When Noel met with that same assistant dean four-and-a-half years later to check her transcript for graduation, he remembered her. 

“He said, ‘You must have thought I was mean that day I gave you all those reasons. But I wasn’t mean.  Statistically speaking, individuals like you don’t have success in my program. So the next time someone like you ends up my office, tell me, what did you do so that I don’t have to tell them what I told you, and I can say to do this?’” she said. 

1. Be committed to your goal. “Set that educational goal so firmly in your heart no commotion, no distraction can deter you from it.” 

2. Break that goal down into workable increments. This doesn’t mean just semesters, but sometimes assignments or hours. “Sometimes I had to tell myself, ‘You can sleep this weekend. Tonight, you going to finish this homework.’” 

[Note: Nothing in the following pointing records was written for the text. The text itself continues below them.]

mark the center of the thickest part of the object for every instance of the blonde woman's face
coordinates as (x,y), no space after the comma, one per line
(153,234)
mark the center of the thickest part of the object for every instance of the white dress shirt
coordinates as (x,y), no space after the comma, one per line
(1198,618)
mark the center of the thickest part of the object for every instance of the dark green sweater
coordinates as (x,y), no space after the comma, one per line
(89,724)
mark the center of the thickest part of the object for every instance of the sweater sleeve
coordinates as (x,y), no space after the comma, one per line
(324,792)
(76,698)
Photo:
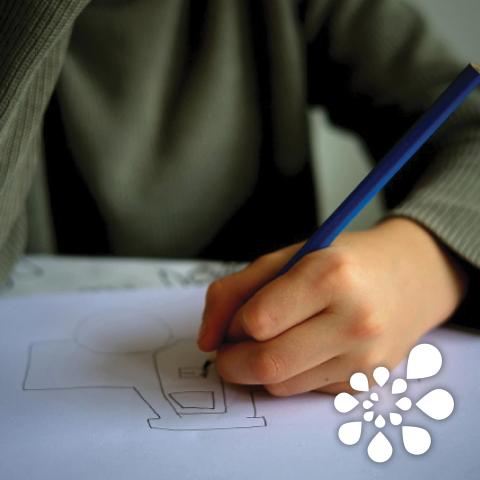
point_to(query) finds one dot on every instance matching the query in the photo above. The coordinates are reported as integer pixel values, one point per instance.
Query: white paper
(53, 273)
(110, 385)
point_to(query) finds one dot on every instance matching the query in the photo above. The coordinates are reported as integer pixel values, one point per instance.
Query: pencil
(393, 161)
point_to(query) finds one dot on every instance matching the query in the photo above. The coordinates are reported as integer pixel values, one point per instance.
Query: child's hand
(361, 303)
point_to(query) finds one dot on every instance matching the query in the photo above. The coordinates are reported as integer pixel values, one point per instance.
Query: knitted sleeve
(34, 36)
(376, 67)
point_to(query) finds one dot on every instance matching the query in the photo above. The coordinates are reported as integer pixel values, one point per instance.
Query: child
(178, 128)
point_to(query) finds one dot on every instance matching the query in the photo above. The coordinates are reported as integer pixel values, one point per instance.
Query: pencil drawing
(165, 372)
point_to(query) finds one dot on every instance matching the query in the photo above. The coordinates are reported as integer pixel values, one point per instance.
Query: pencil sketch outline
(187, 418)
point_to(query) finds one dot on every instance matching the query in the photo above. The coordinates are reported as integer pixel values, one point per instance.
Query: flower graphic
(424, 360)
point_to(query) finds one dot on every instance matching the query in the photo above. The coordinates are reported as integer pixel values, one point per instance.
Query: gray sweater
(184, 122)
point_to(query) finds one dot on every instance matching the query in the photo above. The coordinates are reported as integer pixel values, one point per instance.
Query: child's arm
(359, 304)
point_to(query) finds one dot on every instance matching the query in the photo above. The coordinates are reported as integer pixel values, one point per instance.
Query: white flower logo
(424, 361)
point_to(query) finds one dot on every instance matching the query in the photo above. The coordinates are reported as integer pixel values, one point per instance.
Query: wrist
(427, 267)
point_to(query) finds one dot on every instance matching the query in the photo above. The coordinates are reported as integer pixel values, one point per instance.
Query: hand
(359, 304)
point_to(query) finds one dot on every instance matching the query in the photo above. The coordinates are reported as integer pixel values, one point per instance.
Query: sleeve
(376, 68)
(34, 36)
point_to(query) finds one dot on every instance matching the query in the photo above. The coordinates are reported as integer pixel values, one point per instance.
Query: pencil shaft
(395, 159)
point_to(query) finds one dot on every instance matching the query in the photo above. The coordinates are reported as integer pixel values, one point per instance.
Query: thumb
(226, 295)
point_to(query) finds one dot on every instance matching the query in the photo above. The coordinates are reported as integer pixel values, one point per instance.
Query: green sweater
(184, 122)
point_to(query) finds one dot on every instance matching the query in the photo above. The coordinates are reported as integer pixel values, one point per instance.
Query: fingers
(307, 345)
(324, 376)
(227, 294)
(285, 302)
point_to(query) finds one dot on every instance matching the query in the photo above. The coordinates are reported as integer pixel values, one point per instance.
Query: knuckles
(266, 367)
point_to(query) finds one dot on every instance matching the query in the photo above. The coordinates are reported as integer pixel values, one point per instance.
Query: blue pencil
(395, 159)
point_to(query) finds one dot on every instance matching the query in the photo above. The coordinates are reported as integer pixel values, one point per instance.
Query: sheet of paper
(110, 385)
(53, 273)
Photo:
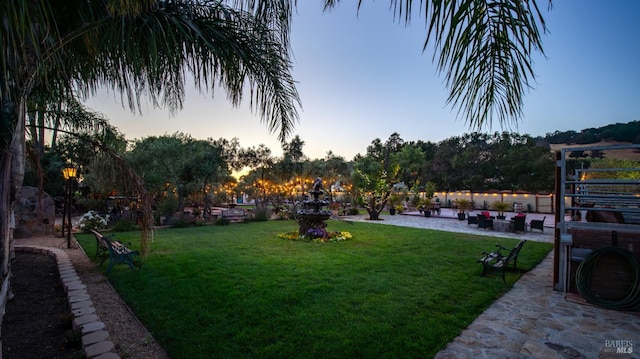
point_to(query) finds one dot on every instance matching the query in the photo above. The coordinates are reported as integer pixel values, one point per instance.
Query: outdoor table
(502, 225)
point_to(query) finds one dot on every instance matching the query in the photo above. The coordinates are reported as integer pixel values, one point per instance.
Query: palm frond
(216, 44)
(485, 48)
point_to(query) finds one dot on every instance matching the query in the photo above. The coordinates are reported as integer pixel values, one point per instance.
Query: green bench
(234, 215)
(118, 252)
(498, 261)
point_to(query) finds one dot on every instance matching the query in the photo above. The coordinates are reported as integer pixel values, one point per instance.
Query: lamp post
(69, 174)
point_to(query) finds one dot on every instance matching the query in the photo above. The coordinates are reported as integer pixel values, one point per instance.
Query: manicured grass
(239, 291)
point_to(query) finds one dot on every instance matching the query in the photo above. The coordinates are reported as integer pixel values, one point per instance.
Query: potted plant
(463, 206)
(501, 207)
(335, 208)
(393, 201)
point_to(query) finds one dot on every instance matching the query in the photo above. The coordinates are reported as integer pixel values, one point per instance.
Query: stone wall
(31, 220)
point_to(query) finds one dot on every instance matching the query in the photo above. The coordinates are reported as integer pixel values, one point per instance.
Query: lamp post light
(69, 174)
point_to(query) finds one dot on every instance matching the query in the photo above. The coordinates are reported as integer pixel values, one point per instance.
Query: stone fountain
(312, 217)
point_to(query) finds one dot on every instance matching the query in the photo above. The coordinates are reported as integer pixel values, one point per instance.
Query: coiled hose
(630, 300)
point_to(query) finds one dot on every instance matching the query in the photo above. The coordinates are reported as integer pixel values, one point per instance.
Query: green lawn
(239, 291)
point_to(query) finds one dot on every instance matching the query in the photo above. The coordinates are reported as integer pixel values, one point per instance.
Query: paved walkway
(532, 320)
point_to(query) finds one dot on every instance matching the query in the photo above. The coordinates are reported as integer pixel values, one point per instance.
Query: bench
(101, 247)
(234, 215)
(499, 261)
(118, 252)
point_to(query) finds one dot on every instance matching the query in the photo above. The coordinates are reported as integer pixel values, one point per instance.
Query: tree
(177, 162)
(260, 161)
(485, 50)
(374, 174)
(138, 48)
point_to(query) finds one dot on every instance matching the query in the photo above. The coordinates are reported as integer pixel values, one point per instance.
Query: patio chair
(538, 224)
(519, 224)
(499, 260)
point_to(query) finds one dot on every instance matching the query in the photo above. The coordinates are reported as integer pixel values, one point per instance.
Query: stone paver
(532, 320)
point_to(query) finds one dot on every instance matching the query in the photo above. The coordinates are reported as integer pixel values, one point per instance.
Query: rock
(35, 215)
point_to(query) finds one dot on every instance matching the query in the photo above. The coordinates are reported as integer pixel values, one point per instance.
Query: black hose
(630, 300)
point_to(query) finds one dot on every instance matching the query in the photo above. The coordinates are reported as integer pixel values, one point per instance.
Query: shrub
(168, 207)
(87, 204)
(179, 222)
(124, 225)
(261, 215)
(92, 221)
(221, 221)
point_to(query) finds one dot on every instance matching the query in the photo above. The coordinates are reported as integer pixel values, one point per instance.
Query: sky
(362, 75)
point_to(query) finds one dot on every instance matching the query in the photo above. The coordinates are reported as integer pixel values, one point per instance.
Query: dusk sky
(363, 76)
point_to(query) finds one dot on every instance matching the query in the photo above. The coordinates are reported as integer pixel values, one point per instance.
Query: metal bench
(499, 261)
(234, 215)
(118, 252)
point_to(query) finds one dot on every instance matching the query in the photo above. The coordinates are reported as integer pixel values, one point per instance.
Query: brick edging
(95, 337)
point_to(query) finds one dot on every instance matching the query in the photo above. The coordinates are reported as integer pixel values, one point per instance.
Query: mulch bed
(37, 321)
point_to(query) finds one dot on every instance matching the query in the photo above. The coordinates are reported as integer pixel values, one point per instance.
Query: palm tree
(138, 48)
(146, 47)
(484, 48)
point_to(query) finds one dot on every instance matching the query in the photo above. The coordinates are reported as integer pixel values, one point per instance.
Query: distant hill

3. Prioritize. “Limit your TV watching. Always do homework before socializing. I was so proud of having my homework done, even 30 minutes of socializing was better than four hours of socializing without your homework done.” 

4. Organize. “I know sounds it sounds crazy – ‘I don’t have time to get organized’ …[but] there’s nothing like looking for the baby’s left shoe to just ruin your day.” 

5. Turn off that negative voice. “Believe in yourself. You are going to get a job.” 

6. Take your resume to people in your career field. And listen to what they say. Spend 40-80 hours on your resume. “When you think you’re done, you’re not.” 

7. Be your own mirror. “One of my favorite sayings is, ‘Who you are is not dependent on other people’s opinion of you.’ Deep down inside, we know who we are.” 

Of course, she still recognizes in herself the need for approval – a common problem in those once in the foster-care system, Noel said. And she sometimes misses waiting tables because “you can shut that off.” Teaching, on the other hand, takes up so much mental and emotional energy, since she’s worried about this student and that lesson. She’s been at JCCC for 10 years. 

Even so, she wouldn’t trade her education for anything. She completed her master’s in business administration, and she urges others to continue their education, despite what setbacks may arise. “Sometimes it’s like climbing up a mudslide, but you’ll get there. At some point, it will stop raining.”